[PATCH v4 07/13] x86/um: nommu: process/thread handling
Hajime Tazaki
thehajime at gmail.com
Sun Dec 8 02:15:34 PST 2024
Since ptrace facility isn't used under !MMU of UML, there is different
code path to invoke processes/threads; on an entry to the syscall
interface, the stack pointer should be manipulated to handle vfork(2)
return address, no external process is used, and need to properly
configure some of registers (fs segment register for TLS, etc) on every
context switch, etc.
Signals aren't delivered in non-ptrace syscall entry/leave so, we also
need to handle pending signal by ourselves.

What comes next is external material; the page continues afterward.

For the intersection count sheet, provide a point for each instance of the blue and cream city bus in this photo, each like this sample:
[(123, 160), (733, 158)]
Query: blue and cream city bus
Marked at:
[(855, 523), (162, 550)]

Signed-off-by: Hajime Tazaki <thehajime at gmail.com>
Signed-off-by: Ricardo Koller <ricarkol at google.com>
---
arch/um/os-Linux/process.c | 6 ++++
arch/x86/um/Makefile | 3 +-
arch/x86/um/nommu/Makefile | 2 +-
arch/x86/um/nommu/do_syscall_64.c | 26 +++++++++++++++
arch/x86/um/nommu/entry_64.S | 24 ++++++++++++++
arch/x86/um/nommu/process.c | 35 ++++++++++++++++++++
arch/x86/um/nommu/syscalls_64.c | 44 +++++++++++++++++++++++++
arch/x86/um/shared/sysdep/syscalls_64.h | 1 +
8 files changed, 139 insertions(+), 2 deletions(-)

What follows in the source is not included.